Characterization of almost maximally almost-periodic groups

TL;DR

This paper characterizes abelian groups with certain topological properties related to their von Neumann radicals, showing conditions under which these radicals are non-trivial, finite, and how they behave under various topologies.

Contribution

It provides a complete characterization of when abelian groups admit topologies with non-trivial finite von Neumann radicals and analyzes the properties of these radicals in topological groups.

Findings

Groups admit non-trivial finite von Neumann radicals iff they have non-trivial finite subgroups.

The von Neumann radical of the integers is invariant under any Hausdorff topology.

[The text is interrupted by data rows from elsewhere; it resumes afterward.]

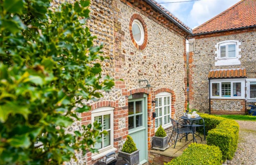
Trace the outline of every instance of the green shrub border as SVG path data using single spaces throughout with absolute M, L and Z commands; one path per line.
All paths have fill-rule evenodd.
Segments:
M 231 160 L 238 143 L 239 125 L 234 120 L 204 114 L 200 114 L 205 120 L 207 144 L 218 147 L 222 153 L 222 159 Z M 202 121 L 200 121 L 202 124 Z M 202 133 L 203 130 L 198 130 Z
M 164 165 L 220 165 L 222 155 L 219 148 L 206 144 L 192 143 L 180 156 Z

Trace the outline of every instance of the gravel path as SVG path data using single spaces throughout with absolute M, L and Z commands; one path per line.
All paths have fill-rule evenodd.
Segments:
M 228 165 L 256 165 L 256 122 L 236 120 L 239 124 L 238 146 Z

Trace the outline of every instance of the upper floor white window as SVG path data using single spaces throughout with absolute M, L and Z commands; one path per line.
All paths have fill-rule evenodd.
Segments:
M 108 134 L 101 135 L 101 142 L 94 144 L 94 147 L 100 152 L 113 147 L 113 110 L 114 108 L 105 107 L 98 108 L 92 111 L 92 123 L 95 121 L 101 123 L 102 127 L 101 132 L 106 130 Z
M 155 130 L 160 125 L 164 128 L 171 126 L 169 118 L 171 113 L 171 94 L 167 92 L 162 92 L 156 95 Z
M 225 44 L 220 46 L 220 58 L 228 58 L 236 57 L 236 44 Z
M 239 46 L 241 42 L 236 40 L 227 40 L 218 42 L 215 45 L 217 54 L 215 59 L 217 61 L 215 66 L 240 65 L 241 62 L 239 58 L 241 55 L 239 52 L 241 49 Z

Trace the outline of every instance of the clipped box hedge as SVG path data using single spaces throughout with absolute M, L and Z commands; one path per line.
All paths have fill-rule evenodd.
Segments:
M 206 144 L 190 144 L 180 156 L 165 165 L 219 165 L 222 155 L 219 147 Z
M 237 147 L 238 123 L 233 120 L 208 114 L 200 115 L 205 120 L 207 144 L 218 147 L 222 153 L 223 160 L 232 159 Z M 200 122 L 202 124 L 202 120 Z M 201 128 L 198 130 L 203 132 Z

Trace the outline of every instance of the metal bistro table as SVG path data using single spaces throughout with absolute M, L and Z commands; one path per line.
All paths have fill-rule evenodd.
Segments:
M 196 118 L 188 118 L 187 117 L 185 117 L 185 116 L 182 116 L 180 117 L 180 118 L 183 119 L 183 120 L 186 120 L 186 121 L 188 121 L 188 122 L 189 124 L 190 125 L 191 125 L 192 126 L 193 126 L 193 123 L 194 123 L 195 121 L 197 120 L 202 120 L 203 122 L 204 123 L 204 125 L 200 125 L 198 124 L 194 124 L 194 125 L 195 126 L 195 127 L 196 127 L 200 126 L 203 126 L 204 127 L 204 138 L 205 140 L 205 120 L 204 119 L 202 118 L 201 117 L 199 116 L 199 117 L 197 117 Z M 198 136 L 201 138 L 201 140 L 202 140 L 202 138 L 201 137 L 199 136 L 199 135 L 197 135 L 195 133 L 194 133 L 194 134 Z M 186 136 L 186 138 L 187 139 L 187 137 Z

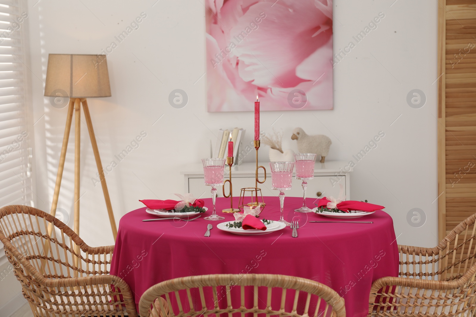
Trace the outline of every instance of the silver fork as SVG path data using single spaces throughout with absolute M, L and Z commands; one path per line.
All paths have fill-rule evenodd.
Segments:
M 202 215 L 200 215 L 199 216 L 197 216 L 197 217 L 196 217 L 194 218 L 192 218 L 191 219 L 186 219 L 186 219 L 184 219 L 183 218 L 178 218 L 177 217 L 176 217 L 175 218 L 160 218 L 160 219 L 144 219 L 142 221 L 158 221 L 159 220 L 183 220 L 184 221 L 191 221 L 192 220 L 195 220 L 197 218 L 200 218 L 201 216 L 202 216 Z

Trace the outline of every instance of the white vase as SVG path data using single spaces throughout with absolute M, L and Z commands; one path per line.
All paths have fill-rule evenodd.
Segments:
M 294 162 L 294 151 L 289 149 L 281 153 L 278 150 L 269 149 L 269 162 Z

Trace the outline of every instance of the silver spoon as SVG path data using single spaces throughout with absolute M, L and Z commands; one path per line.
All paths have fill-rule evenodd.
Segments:
M 208 230 L 207 231 L 207 232 L 205 232 L 205 234 L 204 235 L 205 235 L 205 237 L 209 237 L 210 236 L 210 230 L 213 229 L 213 226 L 212 225 L 212 224 L 211 223 L 208 223 L 208 225 L 207 226 L 207 229 L 208 229 Z

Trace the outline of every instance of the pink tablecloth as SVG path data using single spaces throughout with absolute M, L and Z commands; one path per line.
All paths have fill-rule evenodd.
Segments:
M 266 197 L 260 219 L 279 219 L 279 199 Z M 155 218 L 145 208 L 121 218 L 111 264 L 111 274 L 130 287 L 138 305 L 140 296 L 152 285 L 171 279 L 202 274 L 270 273 L 313 279 L 333 288 L 344 298 L 347 316 L 366 316 L 372 282 L 385 276 L 397 276 L 398 253 L 392 218 L 382 211 L 358 219 L 372 224 L 319 223 L 309 220 L 332 219 L 314 213 L 295 212 L 302 198 L 286 197 L 288 221 L 299 220 L 299 236 L 292 238 L 289 227 L 269 234 L 244 236 L 216 228 L 221 221 L 203 218 L 208 210 L 187 222 L 165 221 L 144 222 Z M 310 207 L 316 202 L 307 199 Z M 235 205 L 238 203 L 238 198 Z M 229 208 L 228 199 L 218 198 L 217 209 Z M 231 214 L 218 213 L 232 221 Z M 203 236 L 213 224 L 211 236 Z

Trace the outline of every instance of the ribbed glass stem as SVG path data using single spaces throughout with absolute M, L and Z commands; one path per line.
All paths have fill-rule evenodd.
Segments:
M 281 208 L 281 217 L 279 221 L 284 221 L 284 192 L 279 192 L 279 207 Z
M 307 182 L 306 181 L 303 181 L 301 185 L 302 186 L 302 191 L 304 193 L 302 199 L 302 206 L 306 207 L 307 206 L 306 205 L 306 190 L 307 188 Z

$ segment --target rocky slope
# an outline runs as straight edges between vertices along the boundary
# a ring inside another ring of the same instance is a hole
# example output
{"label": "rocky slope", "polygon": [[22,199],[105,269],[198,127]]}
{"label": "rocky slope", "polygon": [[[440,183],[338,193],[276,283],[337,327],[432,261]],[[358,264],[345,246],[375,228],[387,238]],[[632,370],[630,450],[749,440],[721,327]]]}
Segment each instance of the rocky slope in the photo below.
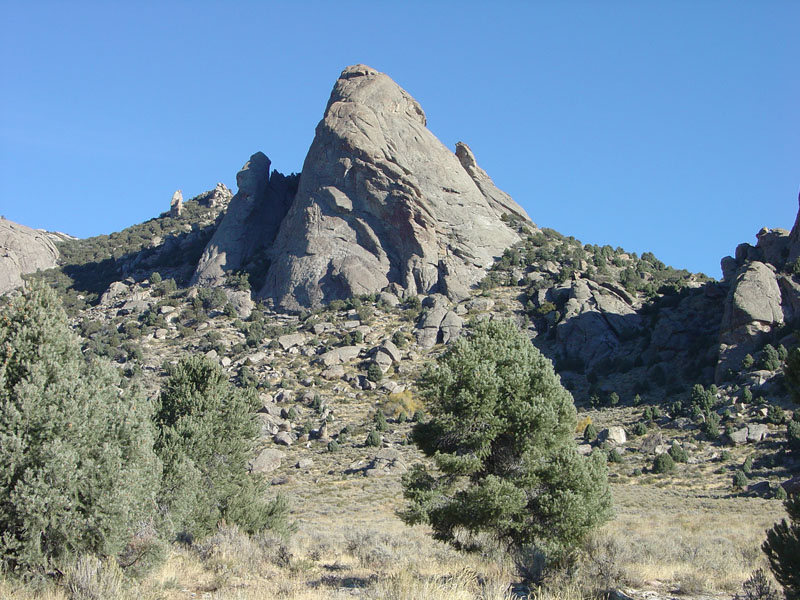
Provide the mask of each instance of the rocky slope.
{"label": "rocky slope", "polygon": [[57,261],[49,234],[0,219],[0,294],[22,285],[23,275],[51,269]]}

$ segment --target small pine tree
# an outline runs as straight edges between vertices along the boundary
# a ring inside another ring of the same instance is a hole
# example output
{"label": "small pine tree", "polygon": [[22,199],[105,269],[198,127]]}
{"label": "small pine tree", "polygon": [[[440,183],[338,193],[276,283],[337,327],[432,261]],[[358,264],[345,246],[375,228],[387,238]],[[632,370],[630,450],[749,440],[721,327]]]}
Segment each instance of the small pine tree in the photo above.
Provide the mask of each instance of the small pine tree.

Conditions for the radical's behavior under dual embedding are established.

Abstract

Let $G$ be an abelian group. We prove that a group $G$ admits a Hausdorff group topology $\tau$ such that the von Neumann radical $\mathbf{n}(G, \tau)$ of $(G, \tau)$ is non-trivial and finite iff $G$ has a non-trivial finite subgroup. If $G$ is a topological group, then $\mathbf{n} (\mathbf{n} (G)) \not= \mathbf{n} (G)$ if and only if $\mathbf{n} (G)$ is not dually embedded. In particular, $\mathbf{n} (\mathbf{n} (\mathbb{Z},\tau)) = \mathbf{n} (\mathbb{Z},\tau)$ for any Hausdorff group topology $\tau$ on $\mathbb{Z}$.